Flexible Spending Accounts -- General

Flexible spending accounts are the individual employee accounts of flexible spending arrangements, plans developed for employees by employers and governed under Section 125 of the Internal Revenue Code. Amounts contributed to flexible spending accounts are not taxed for federal income tax purpose or for purposes of Medicare or Social Security taxation. Employees may then use all funds in the account for any qualified medical expenses approved by the Internal Revenue Service.

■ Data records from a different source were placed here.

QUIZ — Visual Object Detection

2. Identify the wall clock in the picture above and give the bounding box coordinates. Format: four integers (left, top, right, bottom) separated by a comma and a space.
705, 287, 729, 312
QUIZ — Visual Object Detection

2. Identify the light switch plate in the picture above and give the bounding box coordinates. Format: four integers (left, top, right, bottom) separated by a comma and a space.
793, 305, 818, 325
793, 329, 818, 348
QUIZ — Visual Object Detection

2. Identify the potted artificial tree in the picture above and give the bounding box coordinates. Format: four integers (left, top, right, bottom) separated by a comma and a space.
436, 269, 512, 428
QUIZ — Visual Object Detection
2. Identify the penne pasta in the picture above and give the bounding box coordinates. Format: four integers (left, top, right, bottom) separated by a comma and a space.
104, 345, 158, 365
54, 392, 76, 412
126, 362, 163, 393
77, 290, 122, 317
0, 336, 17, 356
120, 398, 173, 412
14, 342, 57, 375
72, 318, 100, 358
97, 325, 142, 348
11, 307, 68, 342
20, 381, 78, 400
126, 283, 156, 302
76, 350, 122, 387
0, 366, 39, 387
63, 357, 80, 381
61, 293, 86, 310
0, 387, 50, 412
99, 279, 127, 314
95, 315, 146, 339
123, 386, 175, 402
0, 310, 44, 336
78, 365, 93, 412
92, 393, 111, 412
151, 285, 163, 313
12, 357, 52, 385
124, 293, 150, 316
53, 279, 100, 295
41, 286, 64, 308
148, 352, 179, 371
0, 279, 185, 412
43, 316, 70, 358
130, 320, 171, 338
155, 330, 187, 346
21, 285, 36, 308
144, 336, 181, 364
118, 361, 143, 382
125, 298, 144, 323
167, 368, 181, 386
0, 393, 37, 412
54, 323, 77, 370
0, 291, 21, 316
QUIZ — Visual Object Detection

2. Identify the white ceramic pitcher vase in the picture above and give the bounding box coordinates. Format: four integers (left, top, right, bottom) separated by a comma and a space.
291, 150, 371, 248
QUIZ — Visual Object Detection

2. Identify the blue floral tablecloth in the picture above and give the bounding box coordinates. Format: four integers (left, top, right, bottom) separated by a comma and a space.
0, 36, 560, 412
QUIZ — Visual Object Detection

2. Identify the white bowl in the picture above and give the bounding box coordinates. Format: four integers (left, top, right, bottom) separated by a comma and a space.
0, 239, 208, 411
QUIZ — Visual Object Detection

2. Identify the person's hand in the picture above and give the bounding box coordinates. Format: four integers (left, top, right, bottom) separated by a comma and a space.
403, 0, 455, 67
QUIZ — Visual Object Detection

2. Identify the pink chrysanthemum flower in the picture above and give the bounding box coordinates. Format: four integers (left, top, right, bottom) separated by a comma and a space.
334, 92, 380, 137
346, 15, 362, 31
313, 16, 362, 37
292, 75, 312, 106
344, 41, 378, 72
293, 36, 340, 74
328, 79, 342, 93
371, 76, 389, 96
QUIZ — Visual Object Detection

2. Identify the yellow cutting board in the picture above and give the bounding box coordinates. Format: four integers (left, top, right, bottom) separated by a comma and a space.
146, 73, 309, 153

Health Savings Accounts -- General

Health savings accounts are medical savings accounts where the participant may make annual contributions up to a preset annual limit. The contributions are deductible for federal income tax purposes, although unless made through a qualifying employer plan, they are taxed for Medicare and Social Security purposes. Investments in the account grow tax-free. Account holders may then withdrawal amounts in the account tax-free for any qualifying medical expense. Non-qualified withdrawals are subject to a 10 percent penalty, although this penalty is waived for those 65 or older.

Eligibility

Not all taxpayers are eligible for these plans. Taxpayers may only participate in a flexible spending arrangement if their employer has established and maintains a formal plan under Section 125 of the Internal Revenue Code. Because of the complexity of these plans, many very small employers will not establish them. Only taxpayers enrolled in a high-deductible health plan, an insurance plan, are eligible to participate in health savings plans. Because of high out-of-pocket costs often incurred in HDHPs, these are unattractive to many taxpayers.

Use of Funds

Both flexible spending accounts and health savings accounts allow account holders to use funds within the account for any qualified medical expense. Flexible spending accounts may also be established for dependent care costs. Funds contributed to flexible spending accounts, however, must be used within two and a half months of the year in which they were contributed. If not used in this time period, the funds are lost to the account holder. Health savings accounts have no such limitations on usage.